O que pode parecer contraditório, na verdade, faz bastante sentido quando pensamos de conjunto a política dessas organizações. Desde que manifestações de rua voltaram a acontecer, expressando disposição de luta, a política do PT e do PCdoB na direção da UNE e das centrais sindicais sempre foi de convocar de maneira burocrática e dispersa os atos, sem nenhum tipo de construção nas bases, sem batalhar para que estudantes e trabalhadores sejam sujeitos da mobilização. Isso para garantir seu controle sobre os atos, para que sirvam para fortalecer sua busca pela frente ampla com a direita em torno da candidatura de Lula em 2022. O super pedido de impeachment foi mais um episódio dessa política, que subordina nossa força nas ruas à mesma direita que aprova a MP do trabalho precário. A entrega do super pedido rendeu cenas simbólicas, como de Iago Montalvão, então presidente da UNE, ao lado de Kim Kataguiri e Joice Hasselmann, enquanto os indígenas enfrentavam o PL 490 e o Marco Temporal do outro lado da praça dos poderes em em Brasília. Na sequência, Arthur Lira garantiu o "super arquivamento" do pedido, enquanto o Centrão se acomodava ainda mais no coração do governo Bolsonaro.
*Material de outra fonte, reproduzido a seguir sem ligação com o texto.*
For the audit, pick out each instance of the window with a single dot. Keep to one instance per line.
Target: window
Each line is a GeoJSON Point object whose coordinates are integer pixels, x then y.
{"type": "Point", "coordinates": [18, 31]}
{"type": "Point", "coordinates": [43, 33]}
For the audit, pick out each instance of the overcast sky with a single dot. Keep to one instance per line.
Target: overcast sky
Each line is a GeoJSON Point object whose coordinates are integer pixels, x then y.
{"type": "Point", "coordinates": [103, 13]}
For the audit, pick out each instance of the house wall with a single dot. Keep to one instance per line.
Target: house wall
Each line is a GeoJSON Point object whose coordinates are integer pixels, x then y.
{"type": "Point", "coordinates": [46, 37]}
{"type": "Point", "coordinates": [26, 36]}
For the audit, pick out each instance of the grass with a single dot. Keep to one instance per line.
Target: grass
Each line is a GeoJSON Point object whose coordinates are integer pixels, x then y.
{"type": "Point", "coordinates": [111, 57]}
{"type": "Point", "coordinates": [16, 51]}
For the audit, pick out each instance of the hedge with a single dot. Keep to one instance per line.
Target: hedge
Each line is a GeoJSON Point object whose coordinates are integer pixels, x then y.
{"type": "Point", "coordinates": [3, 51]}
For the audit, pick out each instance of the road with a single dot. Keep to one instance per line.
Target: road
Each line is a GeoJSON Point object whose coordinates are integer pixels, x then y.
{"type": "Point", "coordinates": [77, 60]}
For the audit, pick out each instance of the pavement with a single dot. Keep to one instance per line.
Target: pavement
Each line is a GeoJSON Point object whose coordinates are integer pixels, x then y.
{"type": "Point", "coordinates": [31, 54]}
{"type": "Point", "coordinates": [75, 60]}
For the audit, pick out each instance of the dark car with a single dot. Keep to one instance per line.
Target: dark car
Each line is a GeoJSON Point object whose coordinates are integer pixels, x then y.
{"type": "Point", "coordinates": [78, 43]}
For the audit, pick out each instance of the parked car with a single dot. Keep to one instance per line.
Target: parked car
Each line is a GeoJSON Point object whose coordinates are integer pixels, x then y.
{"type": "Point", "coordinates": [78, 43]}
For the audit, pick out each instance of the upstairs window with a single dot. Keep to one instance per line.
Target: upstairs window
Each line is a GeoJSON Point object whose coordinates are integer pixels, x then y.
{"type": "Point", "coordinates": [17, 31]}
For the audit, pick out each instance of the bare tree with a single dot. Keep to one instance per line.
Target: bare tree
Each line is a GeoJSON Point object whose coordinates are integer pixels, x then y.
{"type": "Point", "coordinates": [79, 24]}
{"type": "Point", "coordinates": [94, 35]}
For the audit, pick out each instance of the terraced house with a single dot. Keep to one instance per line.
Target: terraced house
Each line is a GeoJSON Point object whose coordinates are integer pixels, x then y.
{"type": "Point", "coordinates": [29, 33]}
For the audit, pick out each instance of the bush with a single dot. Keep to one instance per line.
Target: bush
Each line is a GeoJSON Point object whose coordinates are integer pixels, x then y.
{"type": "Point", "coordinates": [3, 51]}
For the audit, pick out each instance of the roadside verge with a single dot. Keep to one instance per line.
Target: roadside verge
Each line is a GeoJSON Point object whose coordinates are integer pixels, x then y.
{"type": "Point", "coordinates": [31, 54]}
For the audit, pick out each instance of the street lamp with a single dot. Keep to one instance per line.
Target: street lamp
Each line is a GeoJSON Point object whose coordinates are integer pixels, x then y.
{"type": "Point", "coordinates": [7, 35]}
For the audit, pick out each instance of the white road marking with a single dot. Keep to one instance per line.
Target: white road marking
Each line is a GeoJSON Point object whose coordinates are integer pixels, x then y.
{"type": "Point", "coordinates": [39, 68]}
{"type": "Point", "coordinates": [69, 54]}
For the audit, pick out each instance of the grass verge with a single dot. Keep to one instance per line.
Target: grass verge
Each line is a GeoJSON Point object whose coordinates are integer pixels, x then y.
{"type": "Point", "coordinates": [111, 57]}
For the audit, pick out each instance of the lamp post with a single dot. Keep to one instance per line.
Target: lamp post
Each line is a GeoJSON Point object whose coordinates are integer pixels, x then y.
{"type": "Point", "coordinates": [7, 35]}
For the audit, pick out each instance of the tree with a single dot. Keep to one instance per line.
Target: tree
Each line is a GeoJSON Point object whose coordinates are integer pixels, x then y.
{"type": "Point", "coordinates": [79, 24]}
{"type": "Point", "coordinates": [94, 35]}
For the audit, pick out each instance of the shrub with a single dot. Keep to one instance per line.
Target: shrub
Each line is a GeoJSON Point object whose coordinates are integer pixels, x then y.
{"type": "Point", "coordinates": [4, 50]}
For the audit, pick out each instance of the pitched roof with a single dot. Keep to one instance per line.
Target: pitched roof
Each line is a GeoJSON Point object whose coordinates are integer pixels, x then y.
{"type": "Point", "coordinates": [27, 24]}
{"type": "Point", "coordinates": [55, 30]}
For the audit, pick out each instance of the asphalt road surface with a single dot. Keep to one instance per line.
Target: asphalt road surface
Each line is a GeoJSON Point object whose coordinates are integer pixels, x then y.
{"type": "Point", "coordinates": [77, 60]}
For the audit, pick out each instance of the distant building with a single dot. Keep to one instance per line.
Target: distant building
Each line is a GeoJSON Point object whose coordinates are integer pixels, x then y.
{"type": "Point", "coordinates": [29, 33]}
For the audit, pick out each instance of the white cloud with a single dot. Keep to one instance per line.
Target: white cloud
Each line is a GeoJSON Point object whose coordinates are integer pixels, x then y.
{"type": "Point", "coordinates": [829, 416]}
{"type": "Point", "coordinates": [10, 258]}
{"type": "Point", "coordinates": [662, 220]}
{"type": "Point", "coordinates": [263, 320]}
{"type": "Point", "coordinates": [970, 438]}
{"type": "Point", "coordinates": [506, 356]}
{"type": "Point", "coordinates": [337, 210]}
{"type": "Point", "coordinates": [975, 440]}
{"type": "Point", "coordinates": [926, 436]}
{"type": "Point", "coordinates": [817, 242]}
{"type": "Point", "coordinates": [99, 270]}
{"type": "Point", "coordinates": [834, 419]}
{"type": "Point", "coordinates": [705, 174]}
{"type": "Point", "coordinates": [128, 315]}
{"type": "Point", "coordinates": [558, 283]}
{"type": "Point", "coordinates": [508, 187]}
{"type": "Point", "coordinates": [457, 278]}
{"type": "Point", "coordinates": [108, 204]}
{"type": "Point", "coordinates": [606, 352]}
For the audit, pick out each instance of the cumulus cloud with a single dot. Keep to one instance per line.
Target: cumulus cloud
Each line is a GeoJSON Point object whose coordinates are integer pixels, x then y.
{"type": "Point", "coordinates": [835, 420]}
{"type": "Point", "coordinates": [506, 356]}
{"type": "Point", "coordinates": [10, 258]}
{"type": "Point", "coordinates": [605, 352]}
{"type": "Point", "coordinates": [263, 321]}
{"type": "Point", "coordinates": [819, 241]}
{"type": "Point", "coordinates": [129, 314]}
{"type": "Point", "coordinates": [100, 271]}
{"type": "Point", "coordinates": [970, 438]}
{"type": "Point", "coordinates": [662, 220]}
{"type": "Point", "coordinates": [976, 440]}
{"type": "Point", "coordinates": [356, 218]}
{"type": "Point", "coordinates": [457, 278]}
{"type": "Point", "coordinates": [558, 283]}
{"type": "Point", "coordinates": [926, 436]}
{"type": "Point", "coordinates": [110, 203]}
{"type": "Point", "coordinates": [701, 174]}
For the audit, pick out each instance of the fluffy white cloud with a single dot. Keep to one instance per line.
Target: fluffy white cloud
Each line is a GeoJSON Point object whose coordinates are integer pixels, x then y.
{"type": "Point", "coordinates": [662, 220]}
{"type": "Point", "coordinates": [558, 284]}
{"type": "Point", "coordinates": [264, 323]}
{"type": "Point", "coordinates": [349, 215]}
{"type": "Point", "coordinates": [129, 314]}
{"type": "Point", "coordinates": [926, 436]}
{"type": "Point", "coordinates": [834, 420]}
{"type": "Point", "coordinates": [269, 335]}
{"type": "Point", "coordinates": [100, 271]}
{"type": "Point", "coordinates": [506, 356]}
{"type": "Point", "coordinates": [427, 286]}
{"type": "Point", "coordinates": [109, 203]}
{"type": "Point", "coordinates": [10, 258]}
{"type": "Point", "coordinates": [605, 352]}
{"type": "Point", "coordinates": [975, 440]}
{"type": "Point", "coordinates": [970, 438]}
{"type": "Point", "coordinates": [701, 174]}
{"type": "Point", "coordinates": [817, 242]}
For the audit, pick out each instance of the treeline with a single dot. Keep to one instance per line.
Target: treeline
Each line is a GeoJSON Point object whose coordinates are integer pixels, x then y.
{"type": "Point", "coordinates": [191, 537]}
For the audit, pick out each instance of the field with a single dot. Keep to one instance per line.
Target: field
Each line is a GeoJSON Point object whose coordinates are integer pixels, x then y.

O esvaziamento das manifestações em geral e do dia do estudante em particular é resultado dessa política, que combina a busca pela aliança com a direita rumo às eleições com a completa ausência de qualquer construção nas bases. Sobre a isso a esquerda, que dirige diversos DCEs e CAs pelo país, além de ter dezenas de mandatos parlamentares e também ter peso em alguns sindicatos, poderia levantar uma política alternativa, dando exemplo nos locais onde tem peso e exigindo da majoritária da UNE e das centrais sindicais a construção de um plano de lutas nacional rumo a uma greve geral. Entretanto, o que fazem organizações como o MES/PSOL, junto à UP/Correnteza e PCB/UJC é repetir os mesmos métodos burocráticos da UJS e do PT, mas com o nome de "Povo Na Rua Fora Bolsonaro". Como se reuniões entre as organizações e suas bases substituíssem espaços de auto-organização a partir dos locais de estudo e trabalho. Divergem sobre as datas e fazem disso um "grande debate" porque no fundamental da política (a defesa quase utópica do impeachment e a construção da candidatura de Lula e sua frente ampla com a direita rumo a 2022) estão todos de acordo. Juntos se calam sobre a paralisia das centrais sindicais e acompanham a UJS e o PT em discursos inflamados nos atos, encobrindo pela esquerda sua política. E quando convocam assembleias, pouquíssimos estudantes ficam sabendo delas e impedem a realização de votações.

É por isso que as manifestações do dia 11 foram incapazes de expressar a insatisfação dos estudantes com a situação das universidades e do país de conjunto. A esquerda deveria romper com essa política de subordinação à majoritária da UNE e articular nacionalmente um polo antiburocrático, que batalhe pela construção de assembleias de base com direito a voz e voto em todos os locais onde têm peso, votando exigências unificadas à UNE e às centrais sindicais e colocando a base dos estudantes como sujeitos dos rumos da mobilização. É somente a força da classe trabalhadora, junto aos estudantes, os indígenas, os negros, as mulheres e todos os oprimidos, que pode responder à grave situação pela qual passa o país. É essa aliança que pode derrubar Bolsonaro, Mourão e seus interventores, e também enfrentar o conjunto do regime político cada vez mais autoritário e degradado, que destrói nossas universidades e nossos direitos. A aliança entre estudantes e trabalhadores é o que pode responder à crise das universidades e batalhar por uma universidade a serviço da classe trabalhadora e do povo. É também através da luta de classes que se pode impor um programa de emergência à crise social e sanitária, e avançar na luta por uma assembleia constituinte livre e soberana, que coloque nas mãos das maioria da população as principais decisões sobre os rumos do país, onde possamos batalhar pela revogação das reformas, pela reversão das privatizações e por outras medidas que façam com que sejam os capitalistas que paguem pela crise.